Apache Pulsar is structured around several core components that work together to provide a flexible, scalable, and resilient messaging and event streaming platform. Each component plays a crucial role in the system's overall functionality and performance. This guide explores these fundamental elements, enhancing your understanding of Pulsar's architecture and capabilities.
A topic is a named channel where messages are published. Topics in Pulsar are the primary way data is categorized and streamed between producers and consumers. For higher scalability and performance, topics can be segmented into partitions.
Producers are the clients responsible for publishing messages to topics. In Pulsar, producers automatically manage message batching and encoding, optimizing network utilization and throughput. Producers can choose specific ways to ensure message delivery, including sending asynchronously for maximal throughput.

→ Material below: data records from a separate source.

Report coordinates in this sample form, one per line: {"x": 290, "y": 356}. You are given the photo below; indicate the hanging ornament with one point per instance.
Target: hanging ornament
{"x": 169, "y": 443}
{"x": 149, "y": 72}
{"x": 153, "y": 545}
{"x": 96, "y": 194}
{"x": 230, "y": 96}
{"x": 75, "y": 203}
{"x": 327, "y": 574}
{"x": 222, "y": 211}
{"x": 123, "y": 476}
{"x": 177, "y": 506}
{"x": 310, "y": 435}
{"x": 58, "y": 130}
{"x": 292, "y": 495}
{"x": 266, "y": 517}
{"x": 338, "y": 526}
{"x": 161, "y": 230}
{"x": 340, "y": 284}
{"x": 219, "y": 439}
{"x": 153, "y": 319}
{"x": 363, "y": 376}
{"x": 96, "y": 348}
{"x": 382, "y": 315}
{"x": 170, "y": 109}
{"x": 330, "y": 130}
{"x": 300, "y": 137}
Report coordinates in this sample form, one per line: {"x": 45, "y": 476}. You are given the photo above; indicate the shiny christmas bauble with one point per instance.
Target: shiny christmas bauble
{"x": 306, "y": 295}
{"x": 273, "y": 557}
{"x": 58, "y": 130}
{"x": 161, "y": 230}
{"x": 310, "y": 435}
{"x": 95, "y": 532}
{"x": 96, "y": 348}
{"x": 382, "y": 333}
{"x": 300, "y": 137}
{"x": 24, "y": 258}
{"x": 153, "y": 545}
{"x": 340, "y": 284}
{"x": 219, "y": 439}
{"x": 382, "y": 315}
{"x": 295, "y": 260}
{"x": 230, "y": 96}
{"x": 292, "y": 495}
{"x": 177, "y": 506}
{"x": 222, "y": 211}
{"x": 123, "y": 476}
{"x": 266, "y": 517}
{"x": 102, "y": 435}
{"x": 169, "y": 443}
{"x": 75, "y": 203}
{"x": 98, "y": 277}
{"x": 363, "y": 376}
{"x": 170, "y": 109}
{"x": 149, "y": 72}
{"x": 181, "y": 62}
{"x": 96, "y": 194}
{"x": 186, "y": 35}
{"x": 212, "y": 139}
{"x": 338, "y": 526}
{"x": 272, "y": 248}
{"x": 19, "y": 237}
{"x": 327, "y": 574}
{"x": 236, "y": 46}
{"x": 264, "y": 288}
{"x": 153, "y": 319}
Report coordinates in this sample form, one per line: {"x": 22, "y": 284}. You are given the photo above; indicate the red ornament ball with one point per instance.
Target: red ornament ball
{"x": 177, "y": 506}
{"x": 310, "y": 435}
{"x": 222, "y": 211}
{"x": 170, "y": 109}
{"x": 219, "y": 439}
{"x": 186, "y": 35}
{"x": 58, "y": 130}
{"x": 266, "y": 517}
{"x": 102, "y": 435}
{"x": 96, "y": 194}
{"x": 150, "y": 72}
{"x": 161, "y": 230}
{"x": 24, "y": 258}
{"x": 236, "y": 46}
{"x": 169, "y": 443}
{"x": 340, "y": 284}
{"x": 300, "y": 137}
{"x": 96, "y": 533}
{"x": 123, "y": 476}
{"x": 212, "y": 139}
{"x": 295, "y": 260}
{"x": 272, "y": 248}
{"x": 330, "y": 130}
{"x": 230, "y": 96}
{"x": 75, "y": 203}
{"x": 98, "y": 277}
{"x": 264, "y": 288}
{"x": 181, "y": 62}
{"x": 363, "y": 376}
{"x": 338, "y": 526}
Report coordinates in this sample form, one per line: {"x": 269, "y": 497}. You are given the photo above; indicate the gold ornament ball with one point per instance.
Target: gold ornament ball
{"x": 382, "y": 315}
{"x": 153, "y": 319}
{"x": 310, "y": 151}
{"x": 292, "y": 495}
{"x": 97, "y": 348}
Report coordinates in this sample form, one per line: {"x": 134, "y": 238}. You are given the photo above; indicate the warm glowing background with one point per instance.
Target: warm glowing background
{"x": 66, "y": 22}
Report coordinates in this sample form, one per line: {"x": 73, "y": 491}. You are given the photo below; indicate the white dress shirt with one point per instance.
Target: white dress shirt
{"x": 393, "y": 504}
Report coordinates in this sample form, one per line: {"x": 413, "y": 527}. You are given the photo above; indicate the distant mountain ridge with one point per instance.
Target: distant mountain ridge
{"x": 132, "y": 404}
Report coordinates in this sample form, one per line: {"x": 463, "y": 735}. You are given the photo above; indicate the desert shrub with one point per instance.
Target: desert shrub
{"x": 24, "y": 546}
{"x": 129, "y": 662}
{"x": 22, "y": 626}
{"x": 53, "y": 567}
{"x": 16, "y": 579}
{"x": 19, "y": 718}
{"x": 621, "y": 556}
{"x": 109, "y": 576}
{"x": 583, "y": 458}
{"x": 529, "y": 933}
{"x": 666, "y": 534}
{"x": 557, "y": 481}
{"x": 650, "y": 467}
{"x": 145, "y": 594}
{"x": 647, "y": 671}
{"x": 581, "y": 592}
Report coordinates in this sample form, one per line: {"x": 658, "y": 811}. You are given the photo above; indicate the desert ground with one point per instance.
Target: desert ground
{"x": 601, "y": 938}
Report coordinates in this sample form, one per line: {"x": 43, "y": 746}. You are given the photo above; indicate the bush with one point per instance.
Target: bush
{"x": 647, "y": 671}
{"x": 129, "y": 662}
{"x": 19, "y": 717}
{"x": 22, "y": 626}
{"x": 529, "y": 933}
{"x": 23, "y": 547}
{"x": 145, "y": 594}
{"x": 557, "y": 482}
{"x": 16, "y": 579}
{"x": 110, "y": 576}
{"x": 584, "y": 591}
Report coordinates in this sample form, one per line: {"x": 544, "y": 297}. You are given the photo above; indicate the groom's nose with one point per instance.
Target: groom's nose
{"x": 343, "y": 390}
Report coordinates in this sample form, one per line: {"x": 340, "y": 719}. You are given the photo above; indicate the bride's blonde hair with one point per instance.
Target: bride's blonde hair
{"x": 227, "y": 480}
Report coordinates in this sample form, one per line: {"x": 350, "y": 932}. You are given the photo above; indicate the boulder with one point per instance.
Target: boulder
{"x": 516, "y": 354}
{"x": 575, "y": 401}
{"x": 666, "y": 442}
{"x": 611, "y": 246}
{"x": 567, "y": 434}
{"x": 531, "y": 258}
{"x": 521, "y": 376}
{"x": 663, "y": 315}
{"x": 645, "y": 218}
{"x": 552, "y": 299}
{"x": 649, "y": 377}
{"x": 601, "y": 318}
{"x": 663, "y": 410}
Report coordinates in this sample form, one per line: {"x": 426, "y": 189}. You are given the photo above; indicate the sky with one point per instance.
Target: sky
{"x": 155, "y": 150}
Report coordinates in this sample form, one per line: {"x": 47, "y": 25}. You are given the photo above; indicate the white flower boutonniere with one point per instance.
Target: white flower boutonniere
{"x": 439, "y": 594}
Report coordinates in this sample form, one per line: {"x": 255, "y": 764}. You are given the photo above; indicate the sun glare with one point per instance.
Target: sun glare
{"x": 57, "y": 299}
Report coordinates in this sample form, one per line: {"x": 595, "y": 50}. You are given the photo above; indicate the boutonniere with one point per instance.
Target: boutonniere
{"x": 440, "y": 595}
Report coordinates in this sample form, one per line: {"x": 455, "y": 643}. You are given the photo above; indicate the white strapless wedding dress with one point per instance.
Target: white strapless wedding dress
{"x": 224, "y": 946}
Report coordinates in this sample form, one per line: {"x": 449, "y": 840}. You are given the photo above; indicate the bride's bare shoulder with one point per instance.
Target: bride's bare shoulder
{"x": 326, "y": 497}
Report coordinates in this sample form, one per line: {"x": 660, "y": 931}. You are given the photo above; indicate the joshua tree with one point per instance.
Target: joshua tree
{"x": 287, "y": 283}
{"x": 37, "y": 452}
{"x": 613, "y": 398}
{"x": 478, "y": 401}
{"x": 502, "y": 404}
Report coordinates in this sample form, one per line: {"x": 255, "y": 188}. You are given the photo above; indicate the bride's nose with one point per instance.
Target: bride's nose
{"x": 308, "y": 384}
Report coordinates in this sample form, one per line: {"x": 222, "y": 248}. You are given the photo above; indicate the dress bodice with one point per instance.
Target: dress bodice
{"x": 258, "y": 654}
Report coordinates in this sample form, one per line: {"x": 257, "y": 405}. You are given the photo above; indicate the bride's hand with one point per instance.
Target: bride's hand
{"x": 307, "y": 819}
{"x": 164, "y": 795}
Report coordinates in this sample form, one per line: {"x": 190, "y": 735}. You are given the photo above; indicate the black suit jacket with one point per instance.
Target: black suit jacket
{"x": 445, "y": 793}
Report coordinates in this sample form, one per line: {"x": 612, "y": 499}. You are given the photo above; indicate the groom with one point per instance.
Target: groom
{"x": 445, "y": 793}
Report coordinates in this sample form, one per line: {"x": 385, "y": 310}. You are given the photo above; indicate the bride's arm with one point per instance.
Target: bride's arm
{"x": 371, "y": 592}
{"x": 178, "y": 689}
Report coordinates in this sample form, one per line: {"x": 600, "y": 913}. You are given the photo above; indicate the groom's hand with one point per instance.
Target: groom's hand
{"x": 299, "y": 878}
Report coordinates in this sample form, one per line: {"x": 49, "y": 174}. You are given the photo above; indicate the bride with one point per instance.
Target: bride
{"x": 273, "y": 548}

Consumers subscribe to topics to receive messages. Pulsar supports different subscription modes — exclusive, (key-)shared, and failover — providing flexibility in how messages are consumed across multiple clients. Consumers in Pulsar handle back-pressure and message acknowledgment, ensuring reliable data processing.
Brokers manage and coordinate the transfer of messages between producers and consumers. They keep track of subscriptions and maintain topic metadata, playing a pivotal role in Pulsar's scalability and fault tolerance. Brokers also handle things like authentication and authorization for secure client data communication.
Bookies are the storage component of Pulsar and part of the Apache BookKeeper project. They store the messages in a distributed log, ensuring durability and fault tolerance. Bookies work in an ensemble for replication, safeguarding data against hardware failures and providing low-latency read access.